Assisting Children in Need's Soap Production Project in the Democratic Republic of the Congo (DRC) allows previously trafficked women to provide for themselves and their children. This project has become so successful that it today runs without any external funding. Recently the project leaders brought in older girls fighting against the discrimination brought against them because their mothers and/or grandmothers were accused of witchcraft.
In April 2017, after storming into a woman's house and not finding her at home, angry villagers dragged her 14 year old daughter from her home to a nearby field and burned her alive. Since the girl was close to her mother, a "known witch," the villagers were certain that she had joined her mother in the witchcraft that had allegedly killed a relative.
As a result of this tragedy, ACN has partnered with REFEADE, a locally registered non-profit, to assist girls aged 9-14 who have been accused by villagers as witches in Makobola, a collection of villages in the Democratic Republic of Congo (DRC).
When Mrs. Apendeki, Network Coordinator for REFEADE and ACN Country Representative, asked these girls about the discrimination leveled against them, they all agreed that if villagers stopped falsely accusing them, they could focus on studies and later assume positions where they could help other children facing false accusations.
ACN is initially assisting REFEADE with an awareness building campaign against "street justice." The campaign is being led by Makobola's chief and many of the area's most prominent citizens. After the campaign 32 young girls will receive counseling and eventually return to school (the school ACN reconstructed), where they will be on ACN scholarships. Every year they will earn their scholarships as all other ACN scholarship recipients must: through academic achievement, academic improvement, and acts of kindness.
In February 2017 ACN partnered with the Single Mothers Association of Kenya (SMAK) to remove teen mothers and their infants from the streets of the Nairobi slums.
Both the young mothers and their children are provided safety, food, shelter, clothing, and general care for one year on the SMAK compound. While their children receive day care, mothers receive vocational training, e.g., tailoring, soap making, bead work, baking, etc. and counseling.

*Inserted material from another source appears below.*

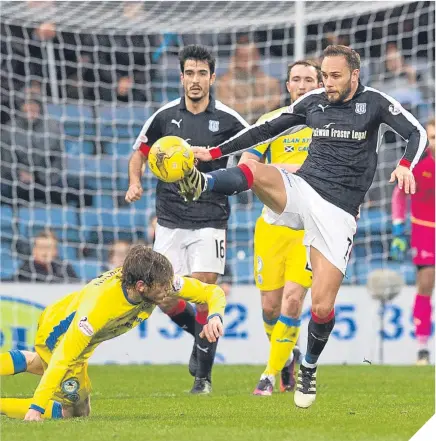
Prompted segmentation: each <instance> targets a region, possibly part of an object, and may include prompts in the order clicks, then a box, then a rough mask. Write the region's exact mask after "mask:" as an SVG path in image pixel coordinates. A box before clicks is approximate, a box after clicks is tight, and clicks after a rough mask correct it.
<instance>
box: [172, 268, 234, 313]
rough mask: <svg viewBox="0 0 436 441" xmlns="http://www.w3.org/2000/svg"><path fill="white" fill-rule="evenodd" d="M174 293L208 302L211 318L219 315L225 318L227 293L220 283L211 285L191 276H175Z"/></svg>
mask: <svg viewBox="0 0 436 441" xmlns="http://www.w3.org/2000/svg"><path fill="white" fill-rule="evenodd" d="M173 289H174V295H176V296H178V297H182V298H184V299H186V300H189V301H191V302H194V303H207V306H208V307H209V318H210V317H212V316H214V315H219V316H220V317H221V320H223V319H224V310H225V307H226V295H225V294H224V291H223V290H222V289H221V288H220V287H219V286H218V285H209V284H207V283H203V282H200V281H199V280H197V279H193V278H191V277H182V276H174V281H173Z"/></svg>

In February 2018 it will be time to review and learn from the pilot and hopefully, through the support of our donors, expand the program to include not only additional teen mothers, but pre-teen mothers, as well, all of whom have little hope for a sustainable future without our intervention.
The Librarian in our Zelaya Library in Kampala, Uganda, not only manages the day to day operation of the library, but also helps students find books, recommended by Uganda's Ministry of Education, that will enhance their understanding of what was covered in the classroom.
Introducing the Zelaya Library-- the first library in a municipality containing at least 500,000 people. It is located in the slums of Kampala and contains all the government-recommended books for primary and secondary school students. Funded by Jay Zelaya, ACN worked closely with both Jay and Dennis Ssettaala, the Director of SDKF (who is managing the Zelaya Library) to complete construction, purchase books, and develop plans and strategies for its operation.